In October of 1598, a skirmish erupted when the occupying Spanish military demanded supplies essential to the Acoma people surviving the winter. The Acoma resisted; thirteen Spaniards were killed, and amongst them Don Juan Onate's nephew. In 1599, Onate retaliated; his soldiers killed 800 villagers. The remaining 500 women and children were enslaved, and by Don Juan's decree, the left foot of every surviving Acoma man over the age of twenty-five was amputated.

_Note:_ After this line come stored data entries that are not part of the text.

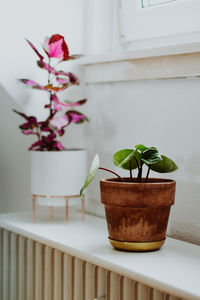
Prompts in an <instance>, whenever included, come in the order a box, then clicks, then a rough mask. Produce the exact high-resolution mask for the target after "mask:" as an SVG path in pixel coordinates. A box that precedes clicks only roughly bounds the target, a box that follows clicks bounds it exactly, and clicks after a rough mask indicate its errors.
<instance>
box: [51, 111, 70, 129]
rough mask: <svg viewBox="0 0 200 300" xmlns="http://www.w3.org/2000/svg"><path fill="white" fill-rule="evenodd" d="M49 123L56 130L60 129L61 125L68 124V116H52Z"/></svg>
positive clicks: (65, 124) (62, 126)
mask: <svg viewBox="0 0 200 300" xmlns="http://www.w3.org/2000/svg"><path fill="white" fill-rule="evenodd" d="M50 124H51V125H52V126H53V127H54V128H56V129H57V130H60V129H62V128H63V127H65V126H67V125H68V124H69V118H68V116H66V115H64V116H59V117H54V118H53V119H52V120H51V122H50Z"/></svg>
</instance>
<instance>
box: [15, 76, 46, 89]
mask: <svg viewBox="0 0 200 300" xmlns="http://www.w3.org/2000/svg"><path fill="white" fill-rule="evenodd" d="M19 81H20V82H22V83H24V84H26V85H28V86H30V87H32V88H33V89H38V90H43V91H45V90H46V89H45V87H44V86H42V85H40V84H38V83H37V82H35V81H33V80H29V79H19Z"/></svg>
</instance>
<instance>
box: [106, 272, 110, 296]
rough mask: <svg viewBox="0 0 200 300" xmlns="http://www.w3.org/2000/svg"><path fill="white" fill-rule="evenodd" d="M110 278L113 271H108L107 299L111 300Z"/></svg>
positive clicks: (106, 276) (106, 278)
mask: <svg viewBox="0 0 200 300" xmlns="http://www.w3.org/2000/svg"><path fill="white" fill-rule="evenodd" d="M110 278H111V271H107V272H106V300H110Z"/></svg>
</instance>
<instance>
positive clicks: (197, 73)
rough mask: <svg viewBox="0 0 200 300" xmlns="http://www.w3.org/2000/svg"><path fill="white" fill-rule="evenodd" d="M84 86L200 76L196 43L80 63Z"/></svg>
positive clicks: (97, 58)
mask: <svg viewBox="0 0 200 300" xmlns="http://www.w3.org/2000/svg"><path fill="white" fill-rule="evenodd" d="M80 64H81V65H83V66H84V79H85V83H107V82H120V81H130V80H147V79H166V78H183V77H195V76H200V45H199V43H194V44H190V46H189V48H188V46H187V45H181V46H173V47H172V46H171V47H164V48H153V49H145V50H134V51H128V52H122V53H107V54H102V55H97V56H88V57H84V58H82V59H81V60H80Z"/></svg>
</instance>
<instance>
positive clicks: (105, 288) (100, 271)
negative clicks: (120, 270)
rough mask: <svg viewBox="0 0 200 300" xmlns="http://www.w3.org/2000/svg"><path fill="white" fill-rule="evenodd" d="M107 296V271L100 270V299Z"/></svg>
mask: <svg viewBox="0 0 200 300" xmlns="http://www.w3.org/2000/svg"><path fill="white" fill-rule="evenodd" d="M105 295H106V270H104V269H102V268H98V297H105Z"/></svg>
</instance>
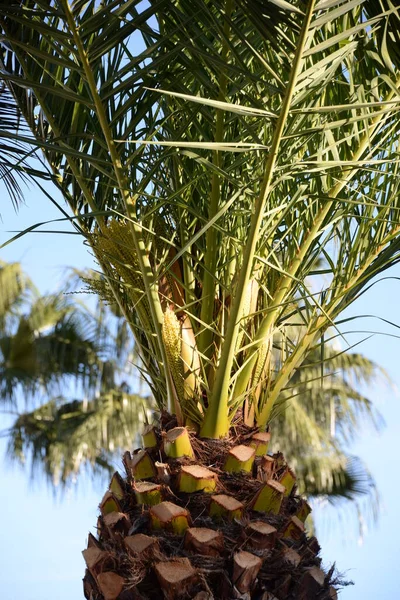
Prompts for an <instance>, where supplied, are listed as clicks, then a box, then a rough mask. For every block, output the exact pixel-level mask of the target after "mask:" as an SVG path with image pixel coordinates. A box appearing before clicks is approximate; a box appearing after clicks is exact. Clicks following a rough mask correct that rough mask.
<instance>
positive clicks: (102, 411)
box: [7, 388, 148, 487]
mask: <svg viewBox="0 0 400 600" xmlns="http://www.w3.org/2000/svg"><path fill="white" fill-rule="evenodd" d="M143 401H146V403H147V402H148V399H143V398H139V397H138V396H135V395H132V394H129V393H127V392H126V391H125V392H124V391H122V390H117V389H116V388H115V389H114V390H113V391H108V392H107V393H105V394H102V395H101V396H99V397H98V398H95V399H92V400H89V401H88V400H67V399H66V398H63V397H57V398H54V399H52V400H50V401H48V402H45V403H44V404H42V405H41V406H40V408H38V409H35V410H33V411H31V412H27V413H23V414H21V415H20V416H19V417H18V419H17V420H16V421H15V423H14V424H13V426H12V427H11V429H10V431H9V432H7V433H8V437H9V442H8V456H9V457H10V458H11V459H13V460H17V461H18V462H20V463H22V464H25V463H27V465H29V468H30V470H31V474H32V477H36V476H37V475H38V474H44V475H45V476H46V478H47V479H48V480H49V482H50V483H51V484H52V485H54V486H57V485H60V486H61V487H65V486H68V485H71V484H72V483H76V481H77V478H78V476H79V475H81V474H83V473H87V474H91V473H92V474H97V475H99V474H102V475H104V474H105V473H106V474H110V472H112V471H115V461H117V460H118V459H117V456H118V452H119V451H121V450H122V449H123V448H126V447H128V446H129V447H130V446H131V445H132V443H133V442H134V437H132V435H134V434H133V433H132V432H136V431H138V428H139V425H140V423H141V422H142V420H143V411H142V406H143Z"/></svg>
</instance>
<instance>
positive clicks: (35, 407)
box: [0, 263, 151, 485]
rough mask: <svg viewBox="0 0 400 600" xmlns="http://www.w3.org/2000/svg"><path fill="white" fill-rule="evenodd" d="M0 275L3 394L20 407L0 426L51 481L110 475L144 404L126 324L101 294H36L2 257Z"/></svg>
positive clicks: (28, 463) (20, 458)
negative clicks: (85, 471) (39, 294)
mask: <svg viewBox="0 0 400 600" xmlns="http://www.w3.org/2000/svg"><path fill="white" fill-rule="evenodd" d="M0 281H1V287H0V290H1V291H0V306H1V311H0V379H1V385H0V391H1V401H2V404H3V406H4V407H5V409H6V412H8V409H12V413H13V414H15V413H19V415H18V417H17V418H16V420H15V422H14V423H13V425H12V426H11V427H10V429H9V430H6V431H4V432H3V435H5V436H7V437H9V438H10V441H9V455H10V456H11V457H12V458H13V459H17V460H19V461H20V462H23V463H25V462H27V464H28V465H29V466H30V467H31V470H32V474H36V473H37V472H38V471H39V470H40V471H42V472H44V473H45V475H46V476H47V477H48V478H49V479H50V480H51V481H52V483H53V484H55V485H57V484H58V483H62V484H66V483H67V482H68V481H69V482H70V481H71V480H75V479H76V477H77V475H78V474H79V473H80V472H81V471H82V470H83V469H85V470H89V469H90V468H92V469H93V470H94V472H100V473H101V472H102V473H103V474H104V471H106V472H107V473H110V471H112V470H113V468H112V466H111V460H112V459H113V458H114V457H115V455H116V453H117V451H118V449H120V451H121V449H122V448H124V447H126V446H127V445H130V444H131V443H132V441H133V439H134V438H135V435H137V430H138V426H139V423H140V422H143V418H145V417H146V414H147V412H146V411H148V410H149V407H151V402H150V401H149V399H147V398H145V397H144V396H142V397H140V396H138V395H137V394H132V393H131V385H132V384H133V385H135V386H136V388H137V390H138V391H140V385H138V382H137V381H136V382H135V380H134V378H132V377H131V371H132V368H131V362H130V361H131V360H132V359H133V356H134V354H132V351H133V343H132V340H131V339H128V338H127V336H126V324H125V322H124V321H123V320H121V319H120V318H119V319H118V316H115V314H114V318H111V310H110V309H109V308H107V307H105V306H104V304H103V303H102V302H101V301H100V302H98V304H97V306H96V310H95V311H94V312H91V311H90V310H89V309H88V308H87V307H86V306H85V305H84V304H83V303H82V302H78V301H77V300H76V299H75V298H76V297H75V296H66V295H64V294H49V295H46V296H40V295H39V293H38V291H37V290H36V288H35V287H34V285H33V283H32V281H31V280H30V279H29V278H28V276H27V275H26V274H25V273H24V272H23V271H22V269H21V266H20V264H18V263H1V266H0ZM72 284H73V281H71V285H72ZM75 394H78V397H74V395H75ZM71 396H72V397H73V399H72V400H71ZM49 397H50V398H51V399H50V400H49ZM144 403H146V406H147V407H148V408H147V409H145V408H144ZM32 405H34V408H33V410H26V409H27V407H29V406H32Z"/></svg>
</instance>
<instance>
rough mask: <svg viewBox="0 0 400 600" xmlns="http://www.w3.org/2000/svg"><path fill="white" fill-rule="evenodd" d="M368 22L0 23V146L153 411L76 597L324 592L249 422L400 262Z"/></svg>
mask: <svg viewBox="0 0 400 600" xmlns="http://www.w3.org/2000/svg"><path fill="white" fill-rule="evenodd" d="M364 4H365V7H364ZM369 7H370V5H369V3H368V2H365V3H362V2H361V1H358V0H344V1H342V0H332V1H331V0H319V1H318V2H316V0H308V1H307V2H304V1H302V0H296V1H295V2H293V3H288V2H286V1H285V0H273V1H271V2H268V3H264V2H259V0H216V1H215V0H213V1H212V2H211V1H209V0H190V1H189V0H179V1H173V2H167V3H165V2H163V1H162V0H154V1H151V2H150V3H142V2H135V1H134V0H103V1H102V2H96V1H95V0H89V1H86V0H84V1H80V0H76V1H74V2H69V1H68V0H22V1H20V0H18V1H17V0H15V1H11V2H7V3H6V4H5V5H4V3H3V6H2V7H1V8H0V26H1V27H2V34H3V39H4V40H5V44H4V46H3V68H2V75H1V76H2V79H3V80H4V82H6V83H7V85H8V88H9V89H10V91H11V92H12V93H13V95H14V98H15V101H16V103H17V105H18V107H19V109H20V111H21V112H22V114H23V116H24V118H25V120H26V122H27V123H28V125H29V127H30V129H31V132H32V135H31V136H23V135H22V134H19V133H18V132H16V133H15V134H14V139H16V140H19V141H24V142H25V143H28V144H31V145H32V148H41V149H42V150H43V153H44V155H45V158H46V160H47V161H48V164H49V166H50V169H51V171H52V173H53V178H54V182H55V184H56V185H57V186H58V187H59V189H60V190H61V191H62V192H63V194H64V197H65V200H66V201H67V203H68V204H69V207H70V209H71V212H72V215H73V223H74V226H75V227H76V228H77V229H78V230H79V232H80V233H81V234H82V235H84V236H85V238H86V240H87V242H88V244H90V246H91V248H92V250H93V252H94V254H95V256H96V259H97V260H98V263H99V265H100V267H101V270H102V272H103V273H104V276H105V281H104V282H103V283H100V285H98V284H97V287H96V290H97V291H101V293H102V294H103V297H104V298H105V299H108V300H109V301H110V300H112V301H115V302H116V303H117V304H118V306H119V309H120V310H121V312H122V313H123V314H124V316H125V319H126V321H127V322H128V323H129V326H130V328H131V330H132V332H133V334H134V336H135V340H136V344H137V348H138V352H139V353H140V358H141V361H142V364H143V372H144V375H145V377H146V378H147V380H148V382H149V384H150V386H151V390H152V393H153V395H154V398H155V401H156V402H157V404H158V406H159V408H160V410H164V411H165V409H167V411H168V412H169V414H168V413H167V412H162V417H161V419H160V422H159V424H158V425H157V427H150V426H149V427H148V428H147V429H146V430H145V432H144V436H143V438H144V439H143V445H144V448H145V449H143V450H141V451H140V452H138V453H136V454H134V455H133V456H131V454H130V453H129V452H128V453H126V454H125V456H124V463H125V468H126V474H127V479H126V480H122V479H121V478H119V477H118V476H117V475H115V476H114V477H113V478H112V482H111V485H110V491H109V492H108V493H107V494H106V496H105V497H104V499H103V500H102V502H101V505H100V510H101V516H100V519H99V525H98V530H99V538H98V539H95V538H94V537H92V536H90V538H89V547H88V549H87V550H86V551H85V553H84V556H85V560H86V562H87V566H88V571H87V574H86V577H85V594H86V597H87V598H93V597H95V598H106V599H107V600H112V599H114V598H117V597H119V598H121V599H122V598H124V597H134V598H144V597H147V598H160V597H161V595H163V596H164V597H165V598H180V597H187V598H189V597H190V598H193V597H196V598H197V599H198V600H199V599H200V598H213V597H214V598H233V597H236V598H260V597H263V598H264V599H265V598H271V596H275V597H277V598H278V599H283V598H297V599H300V598H302V599H306V598H317V597H318V598H321V599H323V598H332V597H335V594H336V591H335V589H334V588H333V587H332V585H331V583H332V581H331V580H332V573H331V572H330V573H328V574H324V573H323V571H321V570H320V559H319V558H318V550H319V547H318V544H317V542H316V540H315V539H313V538H311V540H310V539H308V538H307V537H306V535H305V533H304V525H303V520H304V519H305V517H306V514H307V512H308V509H307V505H306V504H305V503H304V502H302V500H301V499H300V498H299V497H298V496H296V494H295V486H294V484H295V478H294V475H293V473H292V471H291V470H290V469H289V468H288V467H287V465H286V463H285V461H284V459H283V457H282V456H281V455H280V454H278V455H274V456H273V457H271V456H268V455H266V447H267V442H268V438H269V433H268V432H266V431H265V429H266V427H267V426H268V424H269V423H270V421H271V417H272V416H273V415H274V411H275V410H276V407H277V404H278V403H279V402H280V401H281V400H282V398H283V396H284V395H285V394H286V391H287V389H288V386H289V385H290V382H291V380H292V378H293V376H294V375H295V374H298V373H299V374H301V372H302V370H303V369H304V365H305V364H307V363H306V361H305V359H306V357H307V356H308V355H309V354H310V352H314V351H318V352H319V351H320V349H321V348H323V347H324V345H325V344H324V338H325V336H327V335H330V333H329V332H330V331H331V330H332V328H337V329H338V328H340V324H341V321H340V319H339V315H341V313H342V312H343V310H344V309H345V308H346V307H347V306H349V304H350V303H351V302H353V301H354V300H355V299H356V298H357V297H358V296H359V295H360V294H362V293H363V292H364V291H365V290H366V289H367V288H368V286H369V285H370V284H371V283H372V281H373V280H374V278H375V277H376V276H377V275H378V274H379V273H382V272H383V271H385V270H386V269H387V268H388V267H389V266H391V265H392V264H394V263H396V262H397V261H398V258H399V237H398V230H399V225H398V223H399V221H398V210H399V200H398V198H399V178H398V144H399V128H400V122H399V118H398V104H399V93H398V86H399V83H400V81H399V73H398V69H397V54H396V55H394V54H393V48H394V47H395V46H394V44H393V43H392V41H393V40H395V39H396V31H397V29H398V14H397V10H396V8H395V7H393V5H392V4H389V3H387V5H385V4H384V3H382V4H380V8H379V11H376V12H377V13H378V14H374V15H371V16H369ZM388 40H390V41H388ZM318 259H320V260H319V261H318ZM316 264H322V266H321V267H316V266H315V265H316ZM278 337H279V339H280V340H282V341H281V342H279V344H278V346H279V347H278V350H279V352H278V353H277V352H275V351H274V349H275V350H276V348H277V346H276V344H277V342H276V340H277V338H278ZM322 356H323V352H322ZM322 365H324V361H323V360H322ZM322 370H323V369H322ZM323 375H324V373H323V372H322V376H321V379H322V380H323ZM282 445H284V438H283V440H282ZM183 536H184V537H183ZM267 557H268V558H267Z"/></svg>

Eighty left feet were separated from the leg.

The left? Why the left?

Stacked or strewn?

In Espanola, New Mexico, at the Onate Monument and Visitor Center, the right foot of another Don Onate statue was removed with an electric saw. The thin scar of the repairing weld is barely detectable- the foot, starfish-like, appears regenerated. The events that set the cut and weld in motion occurred over 400 years ago, but like a wake, these incidents reverberate, pulsing towards the shore of the Present.

Photograph by Julia Sherman (AH-Marfa '09)

Thursday, March 5, 2009

Nocturnal Field Trip to the Marfa Lights

In Marfa, Dan Flavin's light sculptures are prominently displayed in a number of buildings at the Chinati Foundation. In NYC, Allora and Calzadilla displayed its recontextualized primo in the form of" Puert Rican Light (for Dan Flavin)".

In Marfa, summer nights possess what feels to be an excess of light because the prairies/ranch lands retain the day's glow and foremost, are situated at the Western edge of a time zone. The Marfa Lights, a natural phenomenon, sometimes gather in the darkness, forming erratic patterns in a range of tones and intensities. A viewing center, designed by a Marfa high school class, suggests a reliable vantage point. But it is too bright now- lit up by the lamps in the restrooms- and some describe the benefits of the former empty dirt lot and its darkness.

The county next to us is the darkest county in the lower 48. The night sky glows brighter, there.

Light as a form that transgresses/embodies/ touches upon the spiritual, terrestrial, aesthetic, and monetary coalesce at our site.

Is their another reading we are missing out on? Is there another kind of flame in Marfa with another use and function- something that falls outside of the natural and cultural spectacles embodied in Flavin's lights and Marfa's lights? Is it just lovely or is there complications in its illumination? What light is missing? What is the sound of light? Is that a form to posses as well? Who pays for all of this light all of the time?